Explain how the Earth’s magnetic reversals provide evidence of sea floor spreading.Please help, just this one question.I go to TLHS
There is a ridge down the center of the pacific. You can trace it up far to the north and it makes a hard right which is something to really think about. What caused this ridge is that the pacific floor is spreading apart about four inches a year. That space becomes filled with magma from below and as it surges up from below makes this underwater mountain range. That is part of plate tectonics. The process starts when a plate is being pulled apart and an example of that would be the Rift in Africa. The next step is that area fills up with water and and example of that would be the Red Sea. The ends of the rift usually have a V formation. Put that V upside down and it is visible with the Red Sea. As long as the tectonic forces pull the plate apart, this process continues and you have the Pacific Ocean. Should the forces change, it will stop and an example of that is the lower part of the Mississippi River. . .down where it is called Ol' Man River. The upper part of the Mississippi is from water drainage. At some point the pressure on the our plate stopped and the it just turned into our drainage system in the US. Makes you go back to that underwater mountain range and make you wonder what happen that those mountains at the end of the chain are going in a different direction and how does that relate to the Mississippi. Plate tectonic are really interesting to me. Having lived in Missouri for some time. There is a line across the southern part of the state and huge sink holes open up. I asked that question in geology and everyone shrugged their shoulders. But couldn't that be the V I talked about. I had a friend with a farm down there and it's on this invisible line. They took me over to their neighbors to see this large hole. Their barn and a great deal of acreage had just disappeared down this hole. Interesting stuff. . .hope this helps.

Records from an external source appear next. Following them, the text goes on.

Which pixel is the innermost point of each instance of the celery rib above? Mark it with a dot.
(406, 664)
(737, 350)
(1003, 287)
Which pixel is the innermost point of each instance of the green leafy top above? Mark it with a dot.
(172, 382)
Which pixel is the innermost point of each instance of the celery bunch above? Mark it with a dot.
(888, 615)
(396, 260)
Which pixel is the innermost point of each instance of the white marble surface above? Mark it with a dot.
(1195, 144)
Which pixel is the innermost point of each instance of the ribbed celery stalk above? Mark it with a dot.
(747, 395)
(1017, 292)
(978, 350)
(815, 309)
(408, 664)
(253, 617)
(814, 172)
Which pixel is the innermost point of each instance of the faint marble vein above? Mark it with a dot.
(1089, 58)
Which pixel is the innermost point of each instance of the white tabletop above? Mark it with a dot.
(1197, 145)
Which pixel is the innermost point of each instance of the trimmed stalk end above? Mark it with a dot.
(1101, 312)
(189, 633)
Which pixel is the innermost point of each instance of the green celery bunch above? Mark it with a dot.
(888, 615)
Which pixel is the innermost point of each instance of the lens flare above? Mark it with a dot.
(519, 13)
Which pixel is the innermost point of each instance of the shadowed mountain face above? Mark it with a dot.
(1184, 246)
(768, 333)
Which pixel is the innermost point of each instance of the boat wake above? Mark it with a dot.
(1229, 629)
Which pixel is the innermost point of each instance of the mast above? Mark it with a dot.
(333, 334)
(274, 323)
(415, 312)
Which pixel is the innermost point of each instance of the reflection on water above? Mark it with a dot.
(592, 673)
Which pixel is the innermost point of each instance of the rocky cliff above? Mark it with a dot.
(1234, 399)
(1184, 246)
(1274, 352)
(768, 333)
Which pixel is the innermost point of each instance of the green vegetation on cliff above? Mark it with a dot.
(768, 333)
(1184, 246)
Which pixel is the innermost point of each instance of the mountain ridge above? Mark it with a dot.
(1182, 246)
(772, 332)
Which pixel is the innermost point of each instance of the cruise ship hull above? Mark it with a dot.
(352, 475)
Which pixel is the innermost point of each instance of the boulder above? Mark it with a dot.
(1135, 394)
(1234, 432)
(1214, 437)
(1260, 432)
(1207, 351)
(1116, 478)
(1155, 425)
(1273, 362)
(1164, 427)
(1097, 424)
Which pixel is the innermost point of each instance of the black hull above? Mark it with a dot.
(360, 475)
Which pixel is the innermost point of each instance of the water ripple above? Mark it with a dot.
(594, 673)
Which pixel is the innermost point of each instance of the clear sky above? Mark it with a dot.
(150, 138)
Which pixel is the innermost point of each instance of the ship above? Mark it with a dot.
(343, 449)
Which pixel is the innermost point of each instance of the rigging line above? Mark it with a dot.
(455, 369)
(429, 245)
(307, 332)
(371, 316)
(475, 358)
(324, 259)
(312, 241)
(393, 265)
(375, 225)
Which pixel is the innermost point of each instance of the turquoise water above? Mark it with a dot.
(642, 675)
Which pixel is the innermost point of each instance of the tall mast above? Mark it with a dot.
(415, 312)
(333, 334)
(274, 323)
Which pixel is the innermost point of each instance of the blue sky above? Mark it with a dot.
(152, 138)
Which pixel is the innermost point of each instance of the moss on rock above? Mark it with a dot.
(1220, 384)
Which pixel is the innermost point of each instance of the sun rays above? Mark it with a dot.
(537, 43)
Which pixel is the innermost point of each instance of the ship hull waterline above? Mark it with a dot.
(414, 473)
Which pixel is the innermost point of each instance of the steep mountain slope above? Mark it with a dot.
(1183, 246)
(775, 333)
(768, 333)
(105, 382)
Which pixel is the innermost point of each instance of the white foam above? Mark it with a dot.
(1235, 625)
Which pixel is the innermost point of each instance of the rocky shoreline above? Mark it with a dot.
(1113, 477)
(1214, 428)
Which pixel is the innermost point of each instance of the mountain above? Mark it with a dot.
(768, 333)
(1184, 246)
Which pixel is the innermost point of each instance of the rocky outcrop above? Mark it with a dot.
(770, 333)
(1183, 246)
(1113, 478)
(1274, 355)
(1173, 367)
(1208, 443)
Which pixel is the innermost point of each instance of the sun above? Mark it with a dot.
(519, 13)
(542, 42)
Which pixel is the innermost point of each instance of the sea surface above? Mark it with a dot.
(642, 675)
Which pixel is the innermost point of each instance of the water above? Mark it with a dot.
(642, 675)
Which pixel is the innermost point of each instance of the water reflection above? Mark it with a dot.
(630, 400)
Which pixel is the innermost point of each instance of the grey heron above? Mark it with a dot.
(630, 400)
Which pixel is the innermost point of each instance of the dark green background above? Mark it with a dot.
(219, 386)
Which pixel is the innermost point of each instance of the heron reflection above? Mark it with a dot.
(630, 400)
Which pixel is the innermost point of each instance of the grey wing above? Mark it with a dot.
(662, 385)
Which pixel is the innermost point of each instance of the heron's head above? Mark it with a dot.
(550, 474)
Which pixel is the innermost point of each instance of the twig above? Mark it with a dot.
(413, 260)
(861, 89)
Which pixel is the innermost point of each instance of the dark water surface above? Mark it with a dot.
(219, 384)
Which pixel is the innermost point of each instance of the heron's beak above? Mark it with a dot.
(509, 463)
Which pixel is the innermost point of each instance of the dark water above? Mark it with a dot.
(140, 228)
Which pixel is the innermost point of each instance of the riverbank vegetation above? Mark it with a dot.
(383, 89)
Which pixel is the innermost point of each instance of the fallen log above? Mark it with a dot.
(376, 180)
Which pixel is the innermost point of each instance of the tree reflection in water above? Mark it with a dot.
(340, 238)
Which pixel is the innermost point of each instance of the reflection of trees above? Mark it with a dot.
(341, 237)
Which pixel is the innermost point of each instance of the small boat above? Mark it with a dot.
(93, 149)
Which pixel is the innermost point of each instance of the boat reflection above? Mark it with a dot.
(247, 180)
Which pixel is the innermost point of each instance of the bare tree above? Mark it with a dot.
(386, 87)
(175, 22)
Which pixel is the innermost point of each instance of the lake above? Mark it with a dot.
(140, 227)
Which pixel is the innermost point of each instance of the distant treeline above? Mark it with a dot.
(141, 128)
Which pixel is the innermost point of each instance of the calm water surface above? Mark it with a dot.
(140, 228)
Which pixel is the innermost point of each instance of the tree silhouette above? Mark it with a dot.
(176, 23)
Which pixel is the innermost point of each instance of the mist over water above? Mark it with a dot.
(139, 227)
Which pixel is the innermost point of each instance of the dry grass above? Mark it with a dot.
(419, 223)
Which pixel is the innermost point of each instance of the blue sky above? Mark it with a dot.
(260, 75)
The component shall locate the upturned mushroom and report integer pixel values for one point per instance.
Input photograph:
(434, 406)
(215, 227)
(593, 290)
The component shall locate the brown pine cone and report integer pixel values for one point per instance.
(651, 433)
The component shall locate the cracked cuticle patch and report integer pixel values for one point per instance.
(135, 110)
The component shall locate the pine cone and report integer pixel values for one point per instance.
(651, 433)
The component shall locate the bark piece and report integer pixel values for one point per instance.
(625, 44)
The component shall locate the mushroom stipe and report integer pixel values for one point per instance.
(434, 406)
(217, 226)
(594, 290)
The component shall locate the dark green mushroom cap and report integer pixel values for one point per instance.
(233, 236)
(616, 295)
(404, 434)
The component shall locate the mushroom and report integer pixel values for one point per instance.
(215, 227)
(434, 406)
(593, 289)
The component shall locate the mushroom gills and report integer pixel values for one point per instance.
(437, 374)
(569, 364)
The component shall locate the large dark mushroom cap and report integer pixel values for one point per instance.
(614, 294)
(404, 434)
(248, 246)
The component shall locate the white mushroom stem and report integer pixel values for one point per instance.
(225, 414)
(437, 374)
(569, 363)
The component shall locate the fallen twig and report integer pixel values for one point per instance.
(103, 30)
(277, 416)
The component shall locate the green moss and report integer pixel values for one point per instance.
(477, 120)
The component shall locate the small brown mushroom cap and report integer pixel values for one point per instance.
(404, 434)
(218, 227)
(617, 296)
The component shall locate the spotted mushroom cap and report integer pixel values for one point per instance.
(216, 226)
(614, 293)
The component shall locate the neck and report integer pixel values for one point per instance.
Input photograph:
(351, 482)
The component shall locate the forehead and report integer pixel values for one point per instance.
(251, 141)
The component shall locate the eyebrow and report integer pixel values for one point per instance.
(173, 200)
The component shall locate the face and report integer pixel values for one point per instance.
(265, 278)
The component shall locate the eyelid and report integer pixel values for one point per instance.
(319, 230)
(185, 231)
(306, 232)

Because a series of magnetic reversals that are semmetrical either side of EACH mid oceanic ridge have been mapped out and clearly demonstrate the way the the oceans have spread through time. In the late 1950s, a series of oceanographic expeditions was commissioned to map the magnetic character of the ocean floor, with the expectation that the ocean floors would display largely uniform magnetic properties. Surprisingly, results showed that the basaltic sea floor has a striped magnetic pattern, and that the stripes run essentially parallel to the mid-ocean ridges. Moreover, the stripes on one side of a mid-ocean ridge are symmetrically matched to others of similar width and polarity on the opposite side. In 1963, two British geoscientists, Vine and Matthews (Box 1), proposed a hypothesis that elegantly explained how these magnetic reversal stripes formed by linking them to the new idea of sea-floor spreading. They suggested that as new oceanic crust forms by the solidification of basalt magma, it acquires a magnetisation in the same orientation as the prevailing global magnetic field. As sea-floor spreading continues, new oceanic crust is generated along the ridge axis. If the polarity of the magnetic field then reverses, any newly erupted basalt becomes magnetised in the opposite direction to that of the earlier crust and so records the opposite polarity. Since sea-floor spreading is a continuous process on a geological timescale, the process preserves rocks of alternating polarity across the ocean floor (Figure 7a). Reading outwards in one direction from the mid-ocean ridge gives a record of reversals over time, and this can be matched with the record read in the opposite direction.